Tourist tax to be considered by Highland residents
Highlands Council said visitors could help contribute millions of pounds to the area.
A consultation has been launched on whether to introduce a tourist tax in the Highlands.
The local authority said there is logic behind visitors contributing towards the free public services and infrastructure they use.
On Thursday it launched a questionnaire which is directed at residents, businesses and visitors.
Council leader Margaret Davidson said: "Tourism is of huge importance to the Highlands.
"A Highland Transient Visitor Levy is one option the council is considering to raise income to manage the challenges tourism is both facing and contributing to in Highland."
She added: "The consultation has been shaped by lots of research and engagement with the public and tourism industry to ensure we are asking the right questions.

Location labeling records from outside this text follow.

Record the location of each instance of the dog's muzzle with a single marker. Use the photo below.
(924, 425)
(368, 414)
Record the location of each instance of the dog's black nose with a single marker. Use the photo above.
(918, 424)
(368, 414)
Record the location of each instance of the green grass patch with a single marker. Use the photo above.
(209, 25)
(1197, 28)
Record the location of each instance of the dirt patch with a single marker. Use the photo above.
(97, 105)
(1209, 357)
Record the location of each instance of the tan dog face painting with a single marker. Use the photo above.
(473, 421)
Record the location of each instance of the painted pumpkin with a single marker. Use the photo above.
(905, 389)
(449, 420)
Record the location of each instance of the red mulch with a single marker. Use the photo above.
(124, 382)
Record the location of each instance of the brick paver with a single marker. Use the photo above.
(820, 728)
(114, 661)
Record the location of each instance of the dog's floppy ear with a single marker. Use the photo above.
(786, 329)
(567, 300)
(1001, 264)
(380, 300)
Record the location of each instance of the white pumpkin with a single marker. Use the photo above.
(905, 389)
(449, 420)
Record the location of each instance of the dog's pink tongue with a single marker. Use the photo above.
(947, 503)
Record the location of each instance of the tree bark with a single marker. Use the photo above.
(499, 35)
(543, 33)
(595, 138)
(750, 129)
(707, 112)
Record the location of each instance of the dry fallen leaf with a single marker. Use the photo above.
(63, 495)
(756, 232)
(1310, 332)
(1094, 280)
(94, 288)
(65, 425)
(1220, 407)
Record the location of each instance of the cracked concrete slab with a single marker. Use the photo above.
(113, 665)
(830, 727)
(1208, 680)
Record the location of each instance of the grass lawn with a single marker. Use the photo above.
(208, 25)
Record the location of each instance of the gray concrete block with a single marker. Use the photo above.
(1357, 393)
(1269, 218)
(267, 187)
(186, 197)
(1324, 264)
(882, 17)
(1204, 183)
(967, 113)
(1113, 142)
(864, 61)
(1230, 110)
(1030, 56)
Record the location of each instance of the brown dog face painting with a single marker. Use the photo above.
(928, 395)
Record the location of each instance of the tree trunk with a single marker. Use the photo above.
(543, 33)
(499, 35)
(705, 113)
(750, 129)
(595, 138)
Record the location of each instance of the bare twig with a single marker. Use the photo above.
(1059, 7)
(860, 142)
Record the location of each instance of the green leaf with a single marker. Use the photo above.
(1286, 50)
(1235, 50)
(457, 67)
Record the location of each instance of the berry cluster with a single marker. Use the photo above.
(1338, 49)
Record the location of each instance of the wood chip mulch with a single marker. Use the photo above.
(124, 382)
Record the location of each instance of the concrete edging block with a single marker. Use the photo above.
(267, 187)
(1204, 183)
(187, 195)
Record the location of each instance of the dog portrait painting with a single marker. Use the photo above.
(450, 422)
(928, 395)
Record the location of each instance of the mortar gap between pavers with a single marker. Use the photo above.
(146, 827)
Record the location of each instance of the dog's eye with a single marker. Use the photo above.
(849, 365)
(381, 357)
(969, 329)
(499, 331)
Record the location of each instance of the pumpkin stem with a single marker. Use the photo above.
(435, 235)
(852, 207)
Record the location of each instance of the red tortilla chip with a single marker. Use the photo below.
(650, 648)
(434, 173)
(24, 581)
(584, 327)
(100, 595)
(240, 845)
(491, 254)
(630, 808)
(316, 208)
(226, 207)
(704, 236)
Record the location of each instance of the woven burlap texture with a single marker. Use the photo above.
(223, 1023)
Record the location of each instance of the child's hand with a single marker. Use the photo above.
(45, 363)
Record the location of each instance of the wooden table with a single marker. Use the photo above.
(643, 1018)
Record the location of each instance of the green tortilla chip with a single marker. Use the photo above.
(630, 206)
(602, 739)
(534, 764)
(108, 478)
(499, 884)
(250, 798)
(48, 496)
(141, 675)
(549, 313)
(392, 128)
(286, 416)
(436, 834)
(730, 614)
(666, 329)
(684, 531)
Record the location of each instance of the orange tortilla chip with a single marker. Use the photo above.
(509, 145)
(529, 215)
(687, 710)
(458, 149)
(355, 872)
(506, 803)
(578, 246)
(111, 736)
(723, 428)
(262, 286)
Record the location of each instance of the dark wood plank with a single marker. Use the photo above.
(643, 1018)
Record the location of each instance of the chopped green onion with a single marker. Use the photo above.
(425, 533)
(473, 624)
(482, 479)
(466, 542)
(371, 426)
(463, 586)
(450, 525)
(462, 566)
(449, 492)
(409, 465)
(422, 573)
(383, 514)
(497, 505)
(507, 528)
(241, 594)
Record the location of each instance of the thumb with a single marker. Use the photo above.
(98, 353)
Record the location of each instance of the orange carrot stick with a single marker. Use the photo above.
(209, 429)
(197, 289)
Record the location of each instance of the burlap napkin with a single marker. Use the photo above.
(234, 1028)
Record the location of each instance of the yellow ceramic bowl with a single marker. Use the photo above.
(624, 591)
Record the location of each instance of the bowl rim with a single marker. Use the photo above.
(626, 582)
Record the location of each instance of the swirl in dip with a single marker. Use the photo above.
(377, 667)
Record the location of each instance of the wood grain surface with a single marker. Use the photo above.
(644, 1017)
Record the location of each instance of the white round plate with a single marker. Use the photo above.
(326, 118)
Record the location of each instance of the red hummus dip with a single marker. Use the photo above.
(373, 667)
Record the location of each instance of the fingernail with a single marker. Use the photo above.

"It does not simply gather information on people's support or opposition, it gives respondents lots of opportunity to help us shape what a levy might look like were it to be implemented."
The Highlands has an influx of visitors equal to 25 times its population each year.
This can create pressure on infrastructure and lead to services struggling.
Highland Council estimates a levy could bring in between £5m and £10m each year.
The consultation will run until autumn and research findings will be reported on December 12.
City of Edinburgh Council approved plans to introduce a tourist tax in February.
It will not come into effect until the Scottish Parliament has passed enabling legislation, which is unlikely to happen before next year.